Nachdem Entschluss der Bundesregierung vom 1.9.2004, keine Rechtsmittel gegen das die Berichterstattung über Prominente einschränkende Urteil des Europäischen Gerichtshofs für Menschenrechte (EGMR) vom 24.6.2004 (ZUM 2004, 651) einzulegen, richten deutsche Zeitschriften- und Zeitungsverleger ihren Appell an die Bundestagsabgeordneten. Laut einer Pressemitteilung des Verbandes Deutscher Zeitschriftenverleger (VDZ) vom 6.9.2004 bitten sie die Volksvertreter, auf die Korrektur der Entscheidung der Bundesregierung hinzuwirken. Wolfgang Fürstner, Geschäftsführer des VDZ, und Dr. Volker Schulze, Hauptgeschäftsführer des Bundesverbandes Deutscher Zeitungsverleger (BDZV) begründeten die Forderung mit dem Hinweis auf die Unteilbarkeit des Grundrechts auf Pressefreiheit. Es gelte gleichermaßen für den Qualitäts- wie den Boulevardjournalismus. Die Entscheidung der Bundesregierung sei »völlig unverständlich und nicht hinnehmbar«. Nicht nur durch die Entscheidung des EGMR sehen die Verbandschefs die Pressefreiheit beeinträchtigt. Auch durch Gesetze wie den so genannten Spanner-Paragraphen § 201 a StGB, die Rechtsprechung zum Zugang zu Stasi-Unterlagen oder durch die Regelungen zum Lauschangriff werde »die Schere im Kopf von Journalisten, Fotografen und Verlegern immer schärfer«. Man werde deshalb bis zum Ende der Einspruchsfrist am 24. September nichts unversucht lassen, die Bundesregierung doch zu veranlassen, ihre Haltung zu überdenken.
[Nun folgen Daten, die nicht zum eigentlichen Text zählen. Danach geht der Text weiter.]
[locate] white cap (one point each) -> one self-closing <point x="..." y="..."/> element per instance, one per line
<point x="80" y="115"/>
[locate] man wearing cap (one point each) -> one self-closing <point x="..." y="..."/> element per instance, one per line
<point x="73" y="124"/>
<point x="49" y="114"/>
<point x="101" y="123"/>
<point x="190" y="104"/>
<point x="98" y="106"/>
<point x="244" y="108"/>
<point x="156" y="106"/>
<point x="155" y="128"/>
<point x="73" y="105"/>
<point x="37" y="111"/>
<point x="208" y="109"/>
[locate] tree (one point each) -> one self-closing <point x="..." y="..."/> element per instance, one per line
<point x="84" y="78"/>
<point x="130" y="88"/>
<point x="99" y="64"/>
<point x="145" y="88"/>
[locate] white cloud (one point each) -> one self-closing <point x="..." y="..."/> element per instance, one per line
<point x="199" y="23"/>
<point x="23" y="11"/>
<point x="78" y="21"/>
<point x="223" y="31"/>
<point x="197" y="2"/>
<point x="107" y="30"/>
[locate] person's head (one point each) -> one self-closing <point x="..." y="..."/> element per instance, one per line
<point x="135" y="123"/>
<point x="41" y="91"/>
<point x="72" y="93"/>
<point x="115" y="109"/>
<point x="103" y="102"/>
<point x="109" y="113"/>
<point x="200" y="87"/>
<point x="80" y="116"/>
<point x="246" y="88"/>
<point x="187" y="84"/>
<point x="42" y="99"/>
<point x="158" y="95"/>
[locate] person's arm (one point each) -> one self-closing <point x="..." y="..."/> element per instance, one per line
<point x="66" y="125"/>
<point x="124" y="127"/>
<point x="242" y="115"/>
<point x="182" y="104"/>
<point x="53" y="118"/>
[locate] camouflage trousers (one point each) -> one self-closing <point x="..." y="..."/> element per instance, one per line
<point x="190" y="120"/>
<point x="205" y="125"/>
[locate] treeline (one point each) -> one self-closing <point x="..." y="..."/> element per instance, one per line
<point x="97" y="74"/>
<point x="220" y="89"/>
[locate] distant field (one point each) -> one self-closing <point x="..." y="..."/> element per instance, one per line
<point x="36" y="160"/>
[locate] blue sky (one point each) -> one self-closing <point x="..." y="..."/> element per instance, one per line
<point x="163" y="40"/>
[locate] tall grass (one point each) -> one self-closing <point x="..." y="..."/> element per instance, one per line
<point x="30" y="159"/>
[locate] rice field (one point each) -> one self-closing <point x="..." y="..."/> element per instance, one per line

Nach dem Urteil des EGMR verstößt die deutsche Rechtsprechung zu dem Schutz der Privatsphäre von Prinzessin Caroline von Hannover als Person der Zeitgeschichte gegen Art. 8 der Europäischen Menschenrechtskonvention. Im Fall hatte sich Caroline von Hannover gegen ein Urteil des Bundesverfassungsgerichts (BVerfG) vom 15.12.1999 (Az. 1 BvR 653/96 - ZUM 2000, 149) gewandt. Danach müsse die Prinzessin als Person der Zeitgeschichte die Veröffentlichung von Fotos hinnehmen, die sie an öffentlich zugänglichen Orten zeigen. Die Richter in Straßburg entschieden zu Gunsten der Klägerin. Die Öffentlichkeit habe kein legitimes Interesse daran zu erfahren, wo sich Caroline von Hannover aufhalte und wie sie sich in ihrem Privatleben verhalte.
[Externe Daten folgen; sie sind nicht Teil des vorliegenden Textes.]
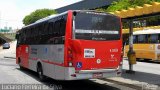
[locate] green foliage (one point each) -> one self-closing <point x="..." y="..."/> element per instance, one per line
<point x="125" y="4"/>
<point x="36" y="15"/>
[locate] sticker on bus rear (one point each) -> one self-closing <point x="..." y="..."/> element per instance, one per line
<point x="89" y="53"/>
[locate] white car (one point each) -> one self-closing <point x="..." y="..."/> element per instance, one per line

Bundesjustizministerin Brigitte Zypries begründete die Entscheidung des Kabinetts mit der Stärkung des Persönlichkeitsrechts prominenter Personen, die nicht Träger eines öffentlichen Amtes seien. Diese sollten »nicht jedwede Art von Berichterstattung über ihre Person erdulden müssen«. Die Befürchtungen, durch das Urteil werde die Berichterstattung über bestimmte politische Vorgänge oder Affären eingeschränkt, wies die Ministerin nach Angaben der Bundesregierung zurück. Durch das Urteil sei nicht die deutsche Rechtsprechung zum Schutz der Privatsphäre von Politikern betroffen.